Dan ketika Kejora melamun saat keluar dari toilet.

Deg.

"Ma.. maaf gak sengaja." Sontak Rara terkejut.

"Lo gak punya mata ya.." bentak lelaki itu. Yang tak lain dan tak bukan ialah Aldebaran.

"Kamu Al kan?" Tutur gadis itu

"Siapa?? Al.." sungut lelaki itu seraya mendelik.

"E..ehh.. Tapi kamu beneran Al kan. Kita ka... "Belum sempat melanjutkan sudah dipotong oleh lelaki itu.

"Lo gak usah sok kenal ya.. Pede banget loh hahh. Gue gak kenal lo paham!!!" Bentak lelaki itu.

Seraya mereka menjadi pusat perhatian.

Dan siswa-siswi yang melihatnya pun banyak berbisik-bisik. Seakan-akan penasaran lebih tepatnya siswi-siswi fans Bintang alias Aldebaran garis keras. Benar di SMA Cendikia Intern ini mereka hanya mengenali lelaki itu dengan nama Bintang.

Setelah beberapa menit berlalu hingga waktu nya mereka kembali kerumah masing-masing. Karena jam pelajaran telah usai.

"Ehh, lo tadi ada masalah apa sih sama sih Bintang anak kelas XI IPA 4?" Tanya Hanin.

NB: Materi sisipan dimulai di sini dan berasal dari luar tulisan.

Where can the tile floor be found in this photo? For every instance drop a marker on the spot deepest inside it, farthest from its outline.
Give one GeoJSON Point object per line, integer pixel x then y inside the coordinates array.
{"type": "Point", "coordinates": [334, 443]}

"Gak ada apa-apa. Cuma salah paham aja." Tutur Kejora.

"Lo gak usah cari gara-gara ya sama ketos kulkas sok berkuasa itu. Bahaya." Tegas Hanin.

"Emangnya dia siapa sih. Kan manusia juga." Elak Kejora lagi.

"Lo gak tau siapa dia. Gak usah ngeyelan pokoknya. Kalau lo mau hidup damai tentram disekolah ini. Cukup hindari manusia kulkas satu itu terlalu beresiko." Tegas Hanin memperingatkan.

"Gue duluan ya udah di jemput nyokap gue tuh.." pamit Hanin.

"Ehh iya.. hati-hati ya. Bye.." Gumam Kejora.

"Bye..." ucap Hanin berlalu.

Seketika ia tidak sengaja melihat anak lelaki yang ditabraknya di depan toilet beberapa waktu lalu. Ya Aldebaran alias Bintang dan kawan-kawannya sedang duduk di parkiran sekolah.

Deg.

Kejora hanya menatap nanar ke arah lelaki itu.

"Jika dahulu kita adalah bagian terdekat, seperti mata dan kelopak nya. Yang bagaimana pun arahnya selalu sejajar. Dan ketika air mata itu menetes pun kelopaknya mengikuti alur pergerakan mata itu sendiri. Namun hari ini aku bisa mengerti bagaimana keadaan kita sekarang, yang semuanya telah berbeda. Kita seperti air dan minyak. Walau berada di sebuah wadah yang sama namun kita seperti berjarak. Sangat jauh. Serakah kah diriku jika mengingat itu lagi. Mengingat kenangan demi kenangan yang amat berharga." Batin Kejora.